Dengan tergesa-gesa, pak Zales menyalakan mesin mobil dan segera melaju. Beruntungnya perumahan tersebut memiliki jalan memutar menuju gang lain. Eve melihat ke belakang para warga mulai berbalik arah.
"Apa yang sebenarnya terjadi, pak?" tanya Vanisha setelah melihat kondisi mereka sudah cukup jauh dari perumahan itu. Pak Zales menurunkan kecepatan agar tidak terlalu bising.
"Sebenarnya ini diluar dugaan kami. Kami cuma berharap para warga hanya membuang rongsokan di depan rumah. Mereka yang mulai menghancurkan rumah, itu kami tidak tahu sama sekali."
"Kalian kan pembunuh dukun santet seperti mereka. Kenapa kalian tidak melawan?" Jun sedari tadi berpikiran seperti itu, namun baru bisa mengatakannya setelah mendapatkan suasana yang sesuai. Yang dikatakan Jun memang masuk akal. Keluarga Zales merupakan pembunuh dukun santet, seharusnya mereka bisa melakukannya dengan cara apa pun
"Para warga akan lebih kuat jika bersama-sama seperti tadi. Kami tidak mampu melawan karena kami tidak memiliki orang lain," jawab Bu Zales sambil menghentikan tepuk tangan Casa yang tidak mau berhenti.

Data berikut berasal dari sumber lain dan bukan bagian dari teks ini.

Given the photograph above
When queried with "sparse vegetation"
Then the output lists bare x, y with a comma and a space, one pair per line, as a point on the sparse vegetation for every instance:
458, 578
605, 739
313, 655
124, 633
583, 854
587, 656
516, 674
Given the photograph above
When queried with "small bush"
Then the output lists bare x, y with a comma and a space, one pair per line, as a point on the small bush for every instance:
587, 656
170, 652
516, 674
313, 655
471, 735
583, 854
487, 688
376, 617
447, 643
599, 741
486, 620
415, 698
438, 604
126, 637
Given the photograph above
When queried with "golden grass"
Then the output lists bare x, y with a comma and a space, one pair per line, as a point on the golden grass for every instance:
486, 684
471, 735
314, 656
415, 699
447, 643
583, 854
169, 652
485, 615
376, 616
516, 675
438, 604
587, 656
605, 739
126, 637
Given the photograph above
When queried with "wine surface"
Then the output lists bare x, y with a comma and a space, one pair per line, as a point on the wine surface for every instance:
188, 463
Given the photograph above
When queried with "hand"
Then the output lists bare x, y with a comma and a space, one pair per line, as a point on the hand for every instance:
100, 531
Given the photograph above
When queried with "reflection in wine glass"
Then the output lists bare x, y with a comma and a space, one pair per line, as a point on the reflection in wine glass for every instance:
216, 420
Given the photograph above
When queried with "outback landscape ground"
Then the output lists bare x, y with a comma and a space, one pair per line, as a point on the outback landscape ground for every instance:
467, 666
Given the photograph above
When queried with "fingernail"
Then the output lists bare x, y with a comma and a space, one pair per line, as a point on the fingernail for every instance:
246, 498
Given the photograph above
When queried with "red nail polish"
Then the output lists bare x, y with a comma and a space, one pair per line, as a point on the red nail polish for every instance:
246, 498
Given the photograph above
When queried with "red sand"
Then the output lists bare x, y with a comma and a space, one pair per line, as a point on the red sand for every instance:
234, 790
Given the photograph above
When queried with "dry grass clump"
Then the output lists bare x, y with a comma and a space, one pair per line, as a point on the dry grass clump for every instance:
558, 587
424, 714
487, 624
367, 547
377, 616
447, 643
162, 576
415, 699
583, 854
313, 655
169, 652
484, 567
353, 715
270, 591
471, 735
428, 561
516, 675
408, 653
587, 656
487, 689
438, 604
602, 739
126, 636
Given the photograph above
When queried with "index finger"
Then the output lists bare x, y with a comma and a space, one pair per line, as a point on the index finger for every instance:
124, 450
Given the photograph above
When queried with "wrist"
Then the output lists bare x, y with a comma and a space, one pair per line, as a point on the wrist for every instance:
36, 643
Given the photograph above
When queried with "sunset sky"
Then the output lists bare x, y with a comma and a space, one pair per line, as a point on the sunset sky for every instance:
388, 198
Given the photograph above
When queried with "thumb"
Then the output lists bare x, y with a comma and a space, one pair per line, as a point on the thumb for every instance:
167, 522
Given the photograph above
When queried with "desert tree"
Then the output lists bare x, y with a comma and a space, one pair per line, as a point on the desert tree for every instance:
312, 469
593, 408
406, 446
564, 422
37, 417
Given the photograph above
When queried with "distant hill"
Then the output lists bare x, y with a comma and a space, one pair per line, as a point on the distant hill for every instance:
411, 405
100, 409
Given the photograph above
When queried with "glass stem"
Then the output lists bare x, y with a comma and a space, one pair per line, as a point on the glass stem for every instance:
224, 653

Vanisha menjadi mencurigai Casa karena itu. Casa menjadi bertindak aneh saat terbangun. Ada rasa senang mendengar suara rongsokan yang dihancurkan oleh warga. Bahkan sebelum itu, Casa sangat menyukai film yang penuh darah.
Bu Zales tersenyum seakan dapat jawabannya. "Nanti kamu akan dapat jawabannya."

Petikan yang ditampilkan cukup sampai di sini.